Restoring sight: Australia’s bionic eye

Four patients have had a sense of vision restored after having Australia’s bionic eye surgically implanted as part of a clinical trial in Melbourne, Victoria.

The four patients have a degenerative genetic condition called Retinitis Pigmentosa which causes loss of vision. It affects about one in every 4,000 people, affecting 1.5 million people worldwide. It is the leading cause of inherited blindness; there is currently no cure.

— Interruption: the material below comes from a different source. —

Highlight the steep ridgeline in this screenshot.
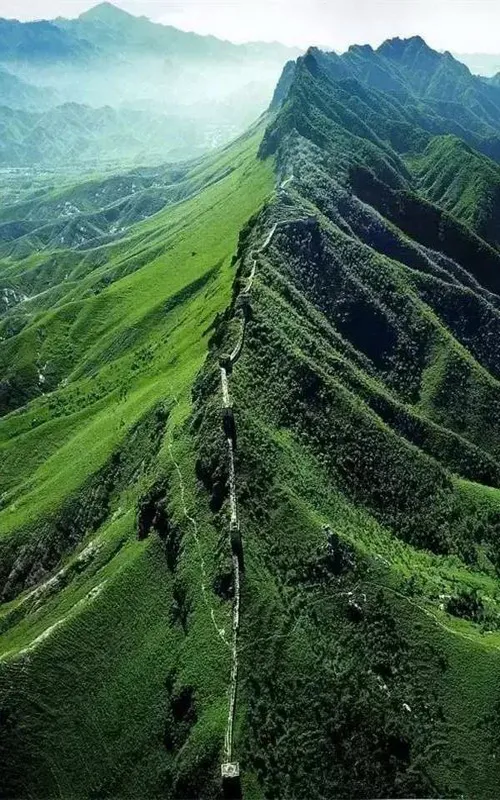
[0,38,500,800]
[194,42,500,798]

In 2012, three patients were implanted with an early version of the device which showed success, but restricted use to the lab.
This second-generation device allows patients navigate outside and, more importantly, in their homes without the need for supervision. Melbourne researchers have been working hard to create the portable and permanent device over the last five years, to ensure that patients with the implant can have an improved quality of life.

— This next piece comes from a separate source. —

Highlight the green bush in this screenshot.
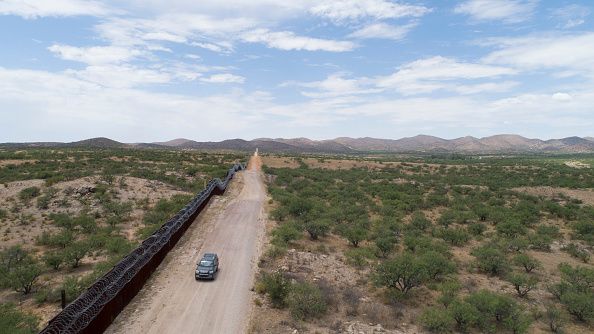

The bionic eye consists of both implanted and body worn components. The patient wears glasses with a small video camera mounted on the side. Then, the live feed from the camera is processed and transmitted via an implanted microchip to an electrode array placed in a naturally occurring pocket behind the retina, called the suprachoroidal space. The electrodes stimulate remaining cells in the retina, to generate spots of light that give a patient a sense of vision.

Associate Professor Penny Allen, head of the Vitreoretinal Unit at The Royal Victorian Eye and Ear Hospital, said she was pleased with the results.

“Each of the patients has returned home after surgery and are working with the clinical and research team to learn to use the device and incorporate it into their everyday lives.

“Based on our results so far, we know that our approach is safer and less invasive, and the patients have all made impressive progress with mobility and activities of daily living,” said A/Prof Allen.